Transtra's tail lashed the floor for a perilous moment or two thereafter before the lamia's hiss of fury slowly relaxed into a rueful, head-shaking chuckle.
"You've never played me false yet," she said in quiet surprise, watching the shaggy-haired man straighten up with a grunt and wheeze. "How is it, then, that you make any coins at all?"
"My boundless charm," Mirt explained nonchalantly, "leaves rich women swooning in my arms, anxious to make gifts of their baubles to one so attentive and-er, gifted-as I. 'Tis what has brought me all this grand way, to where I am today."
"A rented upstairs escort's chamber in the worst brothel in Skullport?" Transtra asked sardonically, gliding toward him.
Mirt stuck hairy thumbs in his belt and harrumphed. "Well, lass, 'tis no secret that my discretion -"
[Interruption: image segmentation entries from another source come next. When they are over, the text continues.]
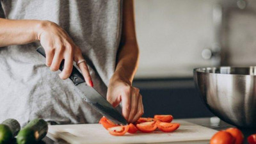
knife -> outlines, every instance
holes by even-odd
[[[45,52],[42,46],[38,47],[36,51],[45,58]],[[62,71],[63,68],[64,60],[60,65],[60,70]],[[86,84],[83,75],[74,66],[69,79],[73,81],[76,87],[75,90],[79,92],[82,99],[103,116],[118,124],[124,125],[127,124],[124,116],[107,100],[93,88]]]

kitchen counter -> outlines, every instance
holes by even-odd
[[[220,120],[217,117],[212,117],[212,118],[185,118],[185,119],[180,119],[182,120],[185,120],[191,123],[193,123],[195,124],[200,125],[204,127],[207,127],[211,129],[213,129],[215,130],[222,130],[225,129],[228,127],[234,127],[232,125],[228,124],[224,122],[222,120]],[[256,129],[241,129],[244,135],[244,143],[248,143],[246,142],[247,137],[252,134],[256,133]],[[46,143],[46,144],[67,144],[65,141],[54,141],[48,137],[45,137],[43,141],[40,143]],[[191,144],[193,144],[194,143],[191,143]]]

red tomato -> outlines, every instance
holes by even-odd
[[[256,134],[248,136],[247,140],[250,144],[256,144]]]
[[[111,121],[108,120],[105,116],[103,116],[100,122],[99,122],[99,124],[102,124],[105,129],[108,129],[108,128],[110,127],[118,127],[120,126],[118,124],[116,124]]]
[[[155,115],[155,120],[160,120],[163,122],[171,122],[173,119],[172,115]]]
[[[136,124],[140,124],[142,122],[152,122],[154,121],[154,118],[140,118],[137,122]]]
[[[236,139],[235,144],[242,144],[243,141],[244,140],[244,135],[242,132],[237,128],[229,128],[226,129],[227,132],[232,135],[234,138]]]
[[[137,128],[143,132],[150,132],[156,129],[157,125],[156,121],[143,122],[136,125]]]
[[[118,127],[113,127],[108,129],[109,134],[113,136],[123,136],[126,133],[126,132],[129,130],[129,126],[118,126]]]
[[[132,124],[129,125],[128,132],[130,134],[134,134],[138,131],[138,129]]]
[[[157,125],[159,129],[167,132],[174,131],[180,127],[179,123],[162,122],[160,121],[157,121]]]
[[[210,141],[210,144],[234,144],[236,139],[230,133],[221,131],[216,133]]]

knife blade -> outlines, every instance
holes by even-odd
[[[42,46],[38,47],[36,51],[45,58],[45,52]],[[64,62],[63,60],[60,66],[60,70],[61,71],[63,69]],[[93,88],[86,84],[83,75],[74,66],[69,78],[73,81],[75,90],[79,93],[81,98],[92,107],[113,122],[121,125],[127,124],[124,116],[107,100]]]

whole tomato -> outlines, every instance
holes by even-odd
[[[250,144],[256,144],[256,134],[248,136],[247,140]]]
[[[235,138],[230,133],[221,131],[213,135],[210,144],[235,144]]]
[[[243,134],[242,132],[237,129],[237,128],[229,128],[226,129],[227,132],[232,135],[234,138],[236,139],[235,144],[242,144],[243,141],[244,140],[244,135]]]

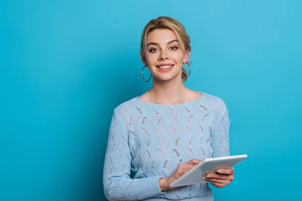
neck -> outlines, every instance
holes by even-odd
[[[187,88],[184,86],[181,79],[179,77],[175,78],[168,82],[154,79],[153,85],[149,91],[153,102],[168,105],[182,103]]]

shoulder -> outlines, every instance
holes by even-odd
[[[114,110],[114,115],[116,116],[125,116],[132,113],[133,110],[136,109],[138,97],[133,97],[123,102],[117,106]],[[137,109],[136,109],[137,110]]]
[[[214,111],[217,112],[218,114],[224,113],[228,110],[225,102],[221,97],[204,92],[201,93],[202,96],[204,96],[205,101],[211,105]]]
"Has slipped indeed if you dare to call me 'lass,' " was the acidic reply. The lamia noble folded her arms and drew herself up, tapping the floor with the tip of her tail in irritation.
Mirt waved a dismissive hand. "If ye think a little assumed pique will make me remorseful and somehow beholden when we talk more trade, think awhile again, little scaled one."
"Little scaled one?" the lamia noble hissed, truly angry now, bending toward him with blazing eyes. "Why, I've a-"
She reared back, startled, and hastily raised her hands to hurl a spell as a pinwheel of tiny lights suddenly appeared in midair in front of her. Transtra's angry gaze went to the merchant, but saw that this apparition was no doing of his, Mirt was as surprised as she. The lamia backed silently away, hands raised in readiness.